Das Feuer im Motor des Otter ist erloschen, aber die Maschine ist völlig tot. Während ich dastehe und sie anstarre, fällt mein Blick auf einen Hilfsmotor, einen kleinen Elektromotor mit niedriger Leistung. Ich stehe noch einen Moment in dem Blut, dann spüre ich, wie sich ein Grinsen auf meinem Gesicht ausbreitet. Ja, genau, das ist es.

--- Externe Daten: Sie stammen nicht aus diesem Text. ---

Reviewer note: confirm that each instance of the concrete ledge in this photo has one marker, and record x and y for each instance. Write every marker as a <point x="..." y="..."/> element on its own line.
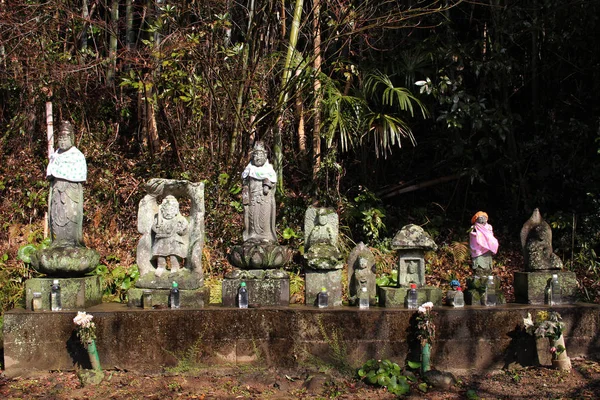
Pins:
<point x="148" y="340"/>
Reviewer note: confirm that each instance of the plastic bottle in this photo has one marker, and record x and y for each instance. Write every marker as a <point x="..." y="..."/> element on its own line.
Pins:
<point x="490" y="292"/>
<point x="243" y="296"/>
<point x="323" y="298"/>
<point x="555" y="295"/>
<point x="412" y="297"/>
<point x="55" y="301"/>
<point x="363" y="298"/>
<point x="459" y="298"/>
<point x="174" y="296"/>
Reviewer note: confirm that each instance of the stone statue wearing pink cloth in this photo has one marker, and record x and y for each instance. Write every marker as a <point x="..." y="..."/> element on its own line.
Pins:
<point x="483" y="244"/>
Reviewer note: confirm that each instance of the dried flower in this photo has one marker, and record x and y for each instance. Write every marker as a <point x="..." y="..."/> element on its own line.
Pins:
<point x="86" y="329"/>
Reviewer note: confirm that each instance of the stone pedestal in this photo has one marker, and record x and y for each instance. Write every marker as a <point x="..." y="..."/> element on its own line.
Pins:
<point x="531" y="287"/>
<point x="395" y="297"/>
<point x="188" y="298"/>
<point x="261" y="292"/>
<point x="75" y="293"/>
<point x="317" y="279"/>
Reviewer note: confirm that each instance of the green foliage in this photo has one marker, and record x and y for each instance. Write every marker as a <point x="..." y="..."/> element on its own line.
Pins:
<point x="385" y="373"/>
<point x="117" y="280"/>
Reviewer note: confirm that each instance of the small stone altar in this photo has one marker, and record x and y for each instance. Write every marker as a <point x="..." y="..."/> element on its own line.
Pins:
<point x="170" y="248"/>
<point x="67" y="258"/>
<point x="259" y="260"/>
<point x="533" y="284"/>
<point x="324" y="260"/>
<point x="411" y="243"/>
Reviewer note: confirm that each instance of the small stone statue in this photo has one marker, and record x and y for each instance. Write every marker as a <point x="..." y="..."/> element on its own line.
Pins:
<point x="536" y="239"/>
<point x="483" y="244"/>
<point x="258" y="197"/>
<point x="170" y="236"/>
<point x="66" y="171"/>
<point x="321" y="226"/>
<point x="361" y="273"/>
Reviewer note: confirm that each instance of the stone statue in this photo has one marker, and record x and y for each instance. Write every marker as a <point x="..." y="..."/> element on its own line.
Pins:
<point x="66" y="256"/>
<point x="258" y="197"/>
<point x="361" y="273"/>
<point x="66" y="171"/>
<point x="170" y="239"/>
<point x="321" y="226"/>
<point x="536" y="239"/>
<point x="483" y="244"/>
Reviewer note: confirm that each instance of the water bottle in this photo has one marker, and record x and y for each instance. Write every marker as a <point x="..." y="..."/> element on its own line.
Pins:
<point x="243" y="296"/>
<point x="555" y="295"/>
<point x="55" y="302"/>
<point x="412" y="297"/>
<point x="459" y="298"/>
<point x="323" y="298"/>
<point x="490" y="292"/>
<point x="363" y="298"/>
<point x="174" y="296"/>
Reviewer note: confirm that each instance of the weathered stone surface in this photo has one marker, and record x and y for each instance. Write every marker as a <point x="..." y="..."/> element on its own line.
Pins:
<point x="193" y="238"/>
<point x="261" y="292"/>
<point x="361" y="273"/>
<point x="317" y="279"/>
<point x="478" y="338"/>
<point x="396" y="297"/>
<point x="531" y="287"/>
<point x="75" y="293"/>
<point x="413" y="237"/>
<point x="188" y="298"/>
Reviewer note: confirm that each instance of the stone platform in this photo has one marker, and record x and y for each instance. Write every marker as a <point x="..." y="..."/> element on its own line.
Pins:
<point x="188" y="298"/>
<point x="395" y="297"/>
<point x="530" y="287"/>
<point x="472" y="338"/>
<point x="75" y="293"/>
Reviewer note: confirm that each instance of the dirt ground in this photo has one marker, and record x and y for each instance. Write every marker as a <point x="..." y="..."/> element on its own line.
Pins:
<point x="583" y="382"/>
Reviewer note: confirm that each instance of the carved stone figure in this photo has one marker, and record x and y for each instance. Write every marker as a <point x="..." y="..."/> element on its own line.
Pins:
<point x="67" y="170"/>
<point x="536" y="239"/>
<point x="258" y="197"/>
<point x="483" y="244"/>
<point x="321" y="226"/>
<point x="170" y="239"/>
<point x="361" y="273"/>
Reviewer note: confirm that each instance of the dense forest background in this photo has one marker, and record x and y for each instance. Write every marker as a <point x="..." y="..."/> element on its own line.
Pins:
<point x="391" y="111"/>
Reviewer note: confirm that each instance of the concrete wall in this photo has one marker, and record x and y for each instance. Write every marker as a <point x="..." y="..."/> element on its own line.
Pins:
<point x="148" y="340"/>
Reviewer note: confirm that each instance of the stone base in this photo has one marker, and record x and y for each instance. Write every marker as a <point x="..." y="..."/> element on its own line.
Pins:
<point x="75" y="293"/>
<point x="261" y="292"/>
<point x="530" y="287"/>
<point x="396" y="296"/>
<point x="195" y="298"/>
<point x="475" y="293"/>
<point x="329" y="279"/>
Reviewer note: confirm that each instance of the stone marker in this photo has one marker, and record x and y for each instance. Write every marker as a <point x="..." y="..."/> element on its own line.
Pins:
<point x="66" y="257"/>
<point x="259" y="259"/>
<point x="170" y="248"/>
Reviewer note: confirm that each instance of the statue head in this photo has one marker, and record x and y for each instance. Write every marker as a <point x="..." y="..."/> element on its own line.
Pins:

Ich gehe zum Dollbord, wo mein Watersport treibt, und nehme mir die Zeit, um den kleinen Schlitten sorgfältig festzumachen. Dann gehe ich wieder zurück und starte den lautlosen Hilfsmotor. Ich lege den Vorwärtsgang ein und stelle den Fahrthebel auf Schrittempo. Der Otter setzt sich langsam in Bewegung. Als ich einigermaßen sicher bin, daß das Boot in Bewegung bleiben wird - daß ich es nicht leckgeschossen habe -, schwinge ich mich über Bord und auf den Watersport. Ich mache die Leine los und starte die Wasserjets des Suzuki. Mit dem Schlitten bringe ich den Otter auf den von mir gewünschten Kurs. Nach Süden auf das Tir-Ufer des Columbia zu. Wer weiß, wie sich die Grenzpatrouillen in Tir das Boot mit den Leichen, zu denen auch ein ranghoher Pinkel von Lone Star gehört, erklären werden. Aber wenn James Telestrians Verbindungen zum Tir-Militär so gut sind wie seine Verbindungen zur Geschäftswelt, sollten sich die Beweise an Bord des Bootes zu einer Keule verarbeiten lassen, mit der James seinen Sohn Timothy windelweich prügeln kann.
Als ich einigermaßen sicher bin, daß das Ruder mittschiffs ausgerichtet ist und das Boot nicht abtreiben wird, gebe ich Gas und fahre nach Norden, wo Flammen und schwarzer Rauch von der NVC-Anlage aufsteigen.